There’s my sassy Aries attitude. Explains a lot of why I have been annoyed, angry, and felt at times like the world is an unsafe, ugly, place. My complaints, my needs not being met but dealing with it. Not feeling nourished or supported completely. Separation from comfort. A sense of disempowerment as everyone doing all these things to me without consent. I feel immense gratitude and love for my parents their smiling sweet faces at me and I know they are relieved and happy I am here. I am happy I am here with them too I just want to be out of the hospital situation and back to our cozy comforting home. I took my time and was ready to come to earth I was excited and anticipating the season and the hot spring energy. I come swiftly but at a perfect energetic pace. I take my time but not too long. I love my rhythm it’s my own. Only I rush my own self but then I know when to slow down and take breaks. It is quite a dance. Tears shed as I wrote this and processed this. We 100000% feel our birth and we 100000% can remember it. It’s intentional to regress, but you can. And it’s worth exploring for sure.

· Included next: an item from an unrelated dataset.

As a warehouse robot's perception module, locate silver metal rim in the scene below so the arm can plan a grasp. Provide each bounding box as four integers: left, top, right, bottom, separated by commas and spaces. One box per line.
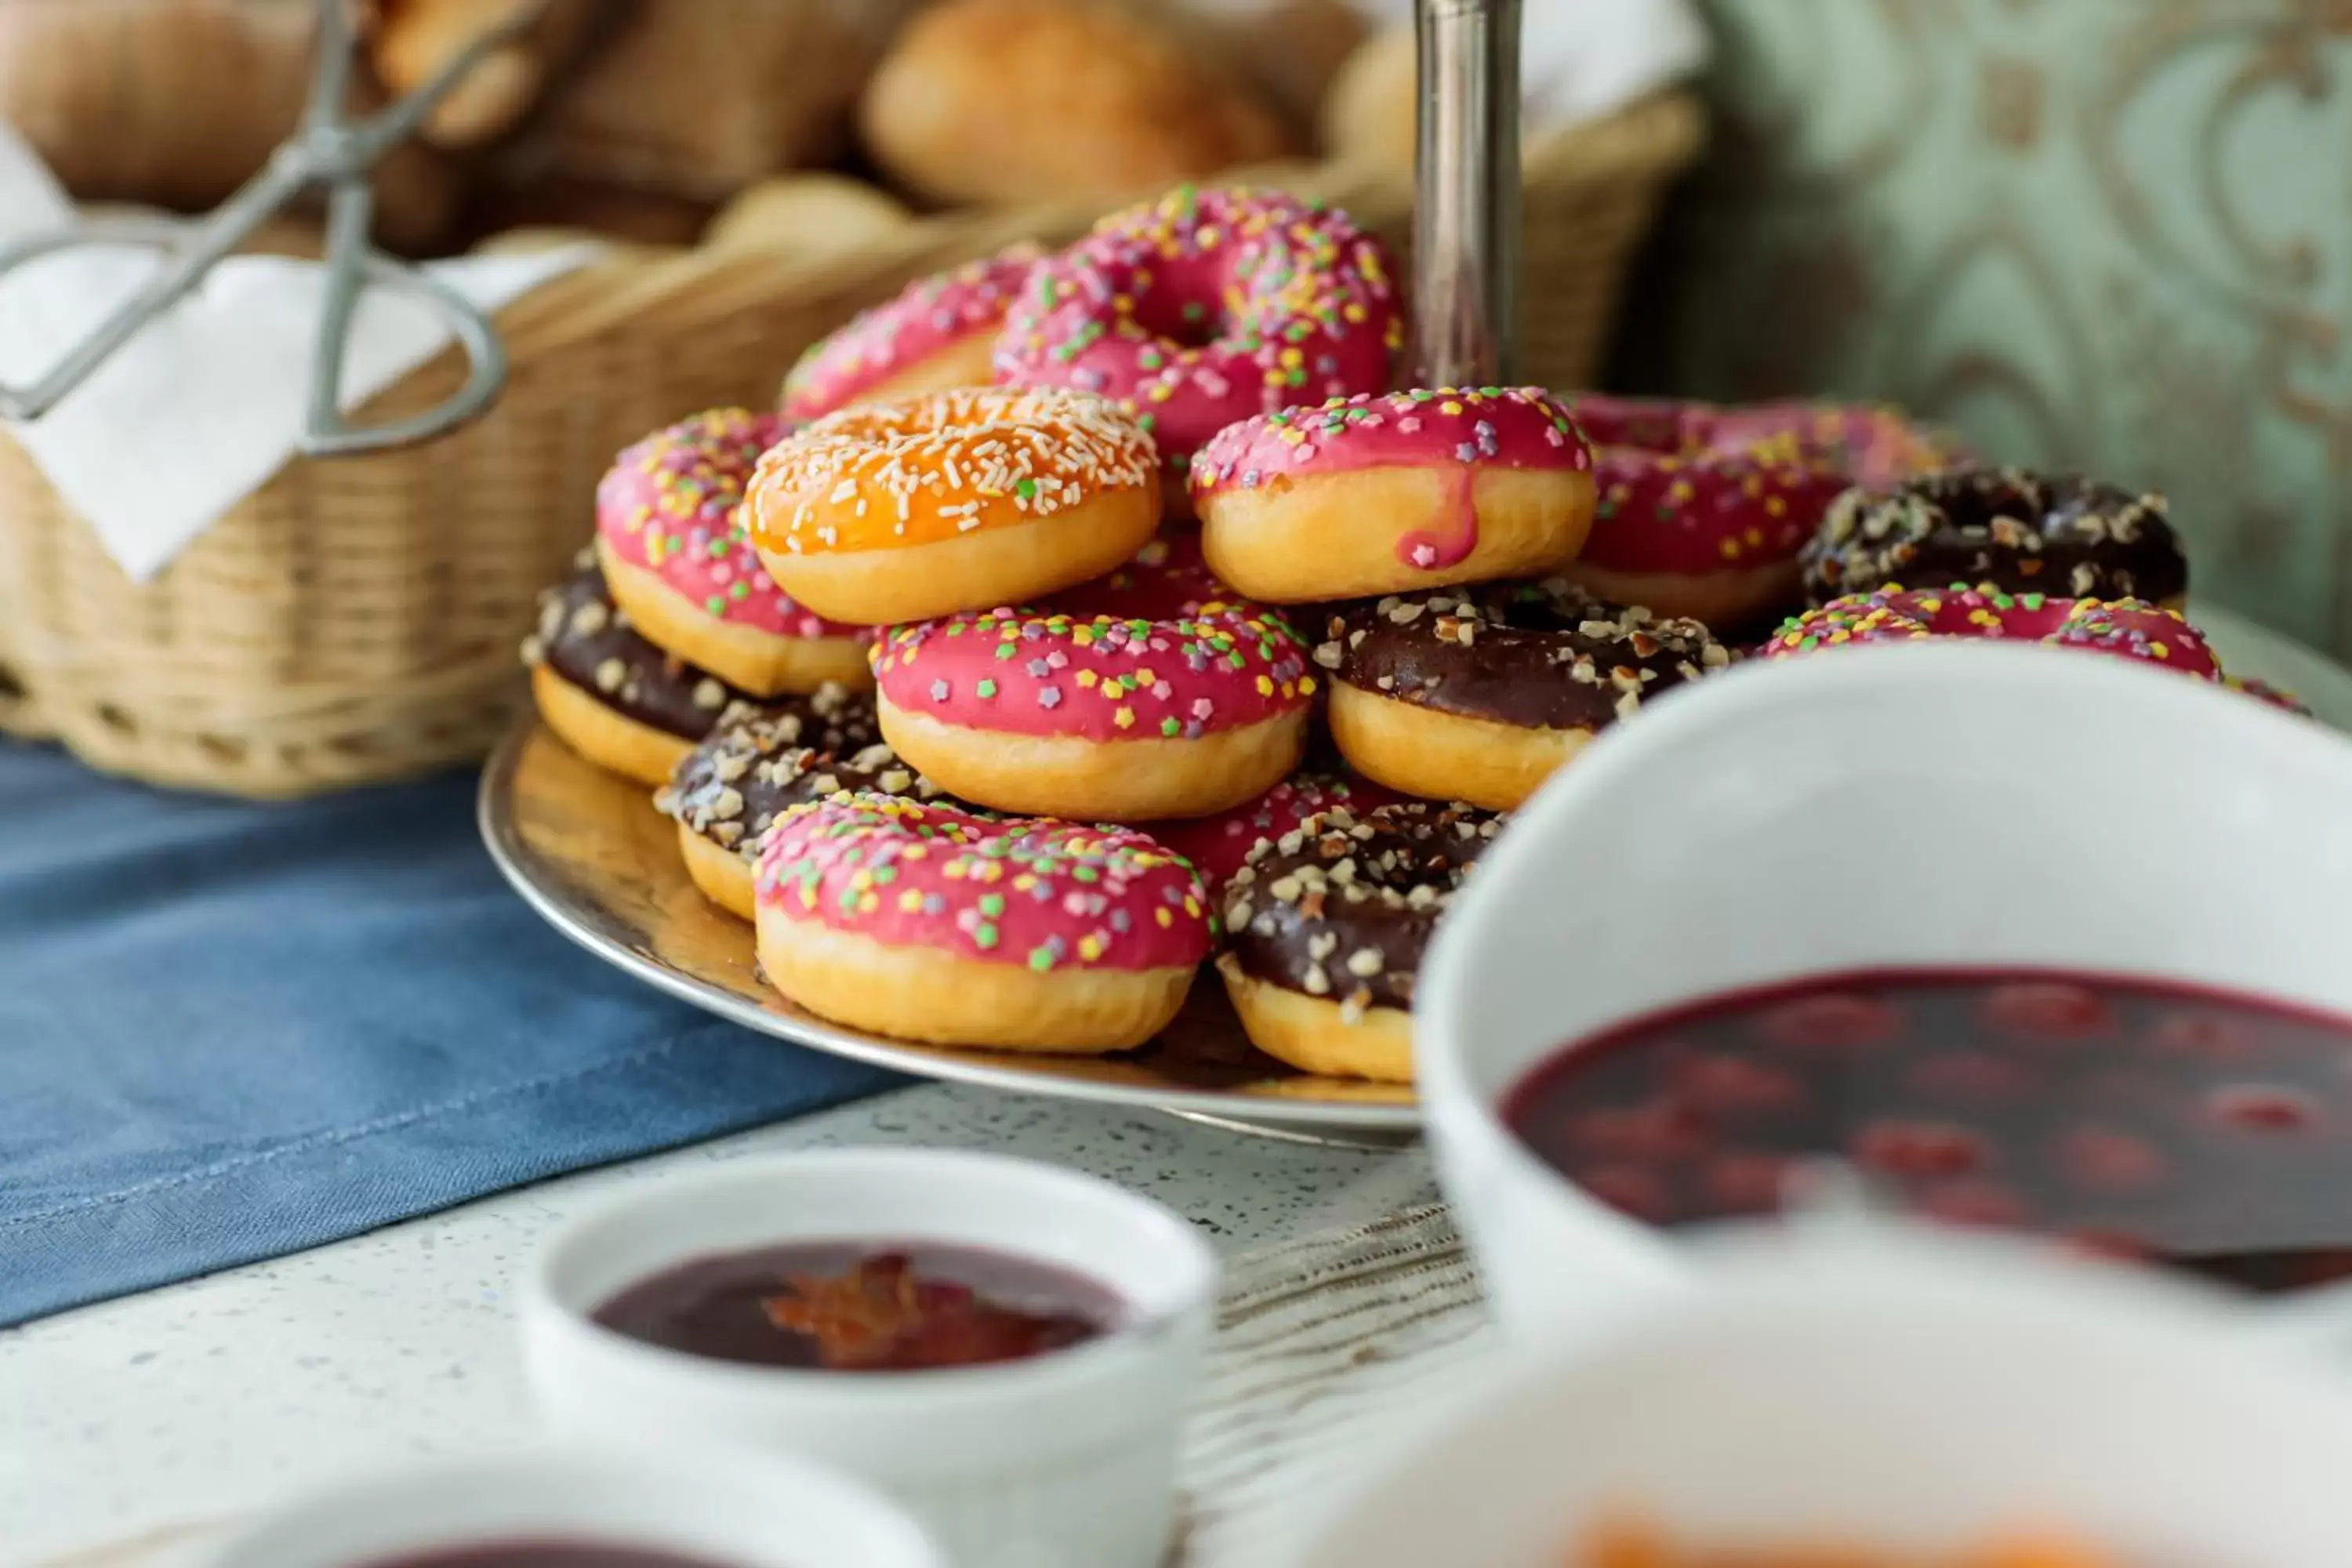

I know what needs to be healed to give my children a better experience is creating more peace and relaxation in my world. Learning how to stay calm in all situations and circumstances. To look at the world with a sense of gratitude and appreciation and see the beauty in all of life. Not feeling like anyone is out to get me, harm me, or irritate me. I am accepting that everyone is doing the best they can with the awareness that they are at. And I can choose higher and better for myself and my children.


I can remain calm and handle any and all pain with calm and relaxation techniques. I will allow myself even more time and truly go at my own pace throughout labor and birth. I heal my womb space by creating sacred space, intention, and filling my womb with love and high vibrational food and frequencies. Lots of touch and healing sounds, chanting from deep in my diaphragm, practicing breath work and meditating. Finding peacefulness within. I do not want to pass on any angry, irritation, annoyance, or fear to my baby. I want there to be peace, calm, trust, and pure joy.


Releasing tension throughout labor and birth, breathing and singing my baby out instead of a frustrated grunt or irritation with anyone around me. Being in a state of pure love and bliss and PLEASURE even in the midst of the strongest surges. Practicing now releasing facial tension, the frowning, the fists, coping with the irritations throughout the day and calming the mind. More smiling and soft face, jaw, by my mind. Not just by taking a vitamin or supplement but by true consciousness and mindfulness. No more auto pilot.


This is a very vulnerable post for me to put out into the world but it’s so healing. Thoughts may be scattered, and I love that. I wrote and erased, and rewrote some things a few times and then really dove deep. So this is some real raw material. I hope it can inspire you to do some of your own inner birth therapy.


Some books that have helped me understand this even deeper are Labor Like A Goddess and Sacred Birthing. Highly recommend giving those a read if it calls to you.